Kamis, 26 Februari 2015

Sang Pejuang Batas Maritim

(Sumber: madeandi.com)

“Dari Sabang sampai Merauke tersusun pulau-pulau, sambung menyambung menjadi satu, itulah Indonesia” begitulah salah satu lagu nasional yang menggambarkan bahwa negara kita ini merupakan negara yang tersusun dari begitu banyak pulau-pulau. Indonesia adalah salah satu negara yang memiliki pulau terbanyak, disebutkan dalam UUD 1945 bahwa negara Indonesia merupakan negara kepulauan. Istilah negara kepualauan tersebut muncul ketika Deklarasi Djuanda disetujui dalam United Nations Convention On the Law Of the Sea (UNCLOS) yang ketiga tahun 1982. Deklarasi Djuanda juga menjadi cikal bakal wawasan nusantara yang memandang wilayah Indonesia terdiri dari laut, darat, dan udara.

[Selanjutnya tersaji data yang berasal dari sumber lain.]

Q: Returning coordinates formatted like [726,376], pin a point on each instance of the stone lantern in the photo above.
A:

Perjuangan Archipelagic Principle

Pada awalnya, Indonesia yang merupakan negara “bekas jajahan” Belanda menganut sistem laut teritorial 3 mil dari garis pangkal setiap pulau. 3 mil tersebut merupakan jarak terjauh tembakan meriam. Sehingga jika ada 2 pulau dengan jarak lebih dari 6 mil, maka laut diantaranya merupakan laut internasional yang berarti laut tersebut bebas dilalui oleh semua negara. Mengingat bahwa wilayah kedaulatan Indonesia tersusun atas ribuan pulau, sistem laut teritorial 3 mil tersebut di rasa dapat membahayakan kedaulatan Indonesia. Perdana menteri Djoeanda Kartawidjaja mengusulkan para diplomatnya yakni Mochtar Kusumaatmadja, Hasjim Djalal, Adi Sumardiman (Surveyor), Nugroho Wisnumurti, Budiman, Toga Napitupulu, Zuhdi Pane, Nelly Luhulima, Hardjuni, dan Wicaksono Sugarda untuk berunding mengenai klaim Indonesia mengenai kawasan laut di antara pulau-pulau Indonesia menjadi perairan Indonesia dan merupakan bagian kedaulatan Indonesia di Konvensi PBB tentang Hukum Laut (UNCLOS). Mereka adalah para pejuang batas maritim Indonesia.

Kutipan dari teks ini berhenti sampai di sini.